On Thu, 21 May 1998, Bruce Bowler wrote:
> As far as I know (and I installed the system and am the only one I know of
> with root access) my /bin/sh is, in fact, /bin/sh. bash doesn't exist on
> this system.
So I fixed an entirely different problem! How about that?
> ls -l and ls -lg both return identical results on my system.
Aha! So that's what's doing it. They don't on mine.
> I'm not an awk programmer so I can't suggest a "simple" fix, but my
> brute-force method would be to change ORS to a space, then run the
> resulting output through awk again, with a simple print $1, something like
>
> user=`echo "$a\n$b" | awk 'BEGIN { ORS=" "} { if ($5 ~ /^[0-9]+$/) print
> $3; }'| awk '{print $1}'`
>
> which, while not pretty, does appear to work on my system.

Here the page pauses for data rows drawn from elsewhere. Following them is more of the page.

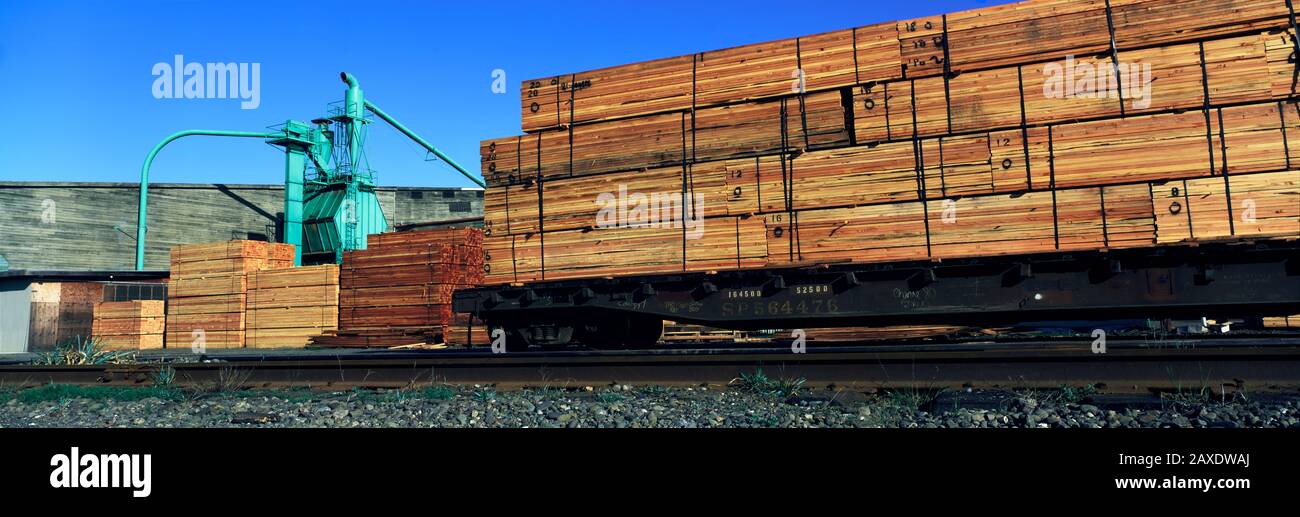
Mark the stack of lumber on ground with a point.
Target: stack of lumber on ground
(207, 294)
(129, 325)
(287, 307)
(1030, 127)
(398, 291)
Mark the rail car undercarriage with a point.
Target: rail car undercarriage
(1229, 279)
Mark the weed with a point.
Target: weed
(164, 376)
(437, 392)
(232, 378)
(89, 351)
(57, 392)
(913, 398)
(758, 382)
(485, 395)
(1075, 394)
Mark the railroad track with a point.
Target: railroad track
(1129, 365)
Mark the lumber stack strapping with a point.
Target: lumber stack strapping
(398, 291)
(1000, 37)
(287, 307)
(129, 325)
(1030, 127)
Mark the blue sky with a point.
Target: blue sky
(76, 75)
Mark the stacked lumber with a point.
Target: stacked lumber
(992, 38)
(129, 325)
(398, 291)
(287, 307)
(207, 311)
(1030, 127)
(207, 294)
(233, 256)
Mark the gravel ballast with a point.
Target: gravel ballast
(618, 407)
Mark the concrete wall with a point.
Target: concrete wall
(91, 226)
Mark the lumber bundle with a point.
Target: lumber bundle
(287, 307)
(1000, 37)
(1030, 127)
(208, 290)
(207, 311)
(233, 256)
(129, 325)
(398, 291)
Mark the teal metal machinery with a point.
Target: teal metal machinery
(329, 189)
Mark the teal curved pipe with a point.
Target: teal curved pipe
(142, 213)
(421, 142)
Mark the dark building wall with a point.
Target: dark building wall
(91, 226)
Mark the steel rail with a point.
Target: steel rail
(1269, 365)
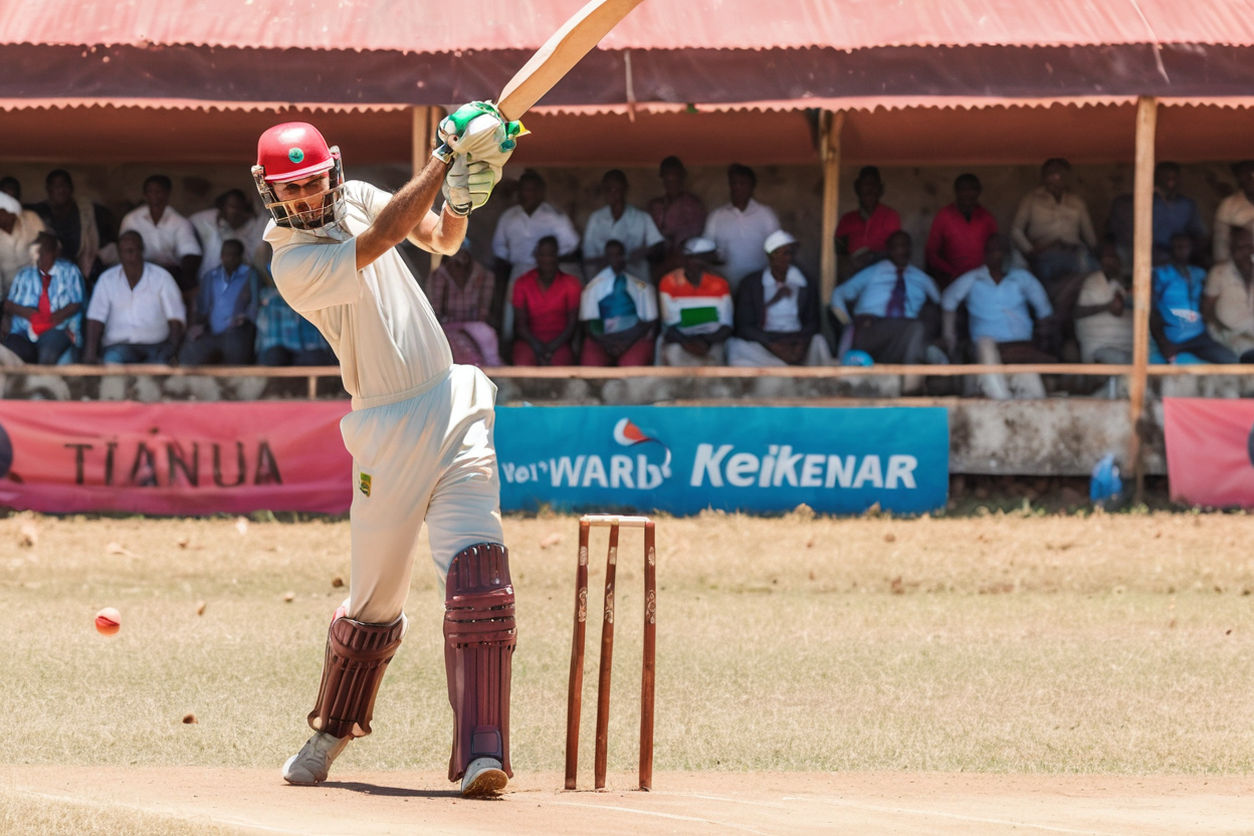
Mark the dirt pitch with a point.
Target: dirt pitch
(998, 673)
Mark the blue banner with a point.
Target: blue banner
(754, 459)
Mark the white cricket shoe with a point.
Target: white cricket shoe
(483, 778)
(312, 762)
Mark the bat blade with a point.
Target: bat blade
(559, 53)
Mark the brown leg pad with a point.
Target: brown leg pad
(479, 638)
(356, 657)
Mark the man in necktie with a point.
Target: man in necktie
(887, 301)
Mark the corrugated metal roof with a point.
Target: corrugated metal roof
(426, 26)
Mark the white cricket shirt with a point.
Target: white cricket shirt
(389, 342)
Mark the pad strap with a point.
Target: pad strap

I'm not an awk programmer either, but I think this is a bit tidier:
user=`echo "$a
$b
" | awk 'BEGIN { OFS=""} { if ($5 ~ /^[0-9]+$/) { print $3; exit; } }'`
group=`echo "$a
$b
" | awk 'BEGIN { OFS=""} { if ($5 ~ /^[0-9]+$/) { print $4; exit; } }'`
[Note: I have left the real newlines in for those who *do* want to have
bash as their /bin/sh.]
1 problem. 2 bugs fixed. I reckon that makes my Efficiency 200% :-)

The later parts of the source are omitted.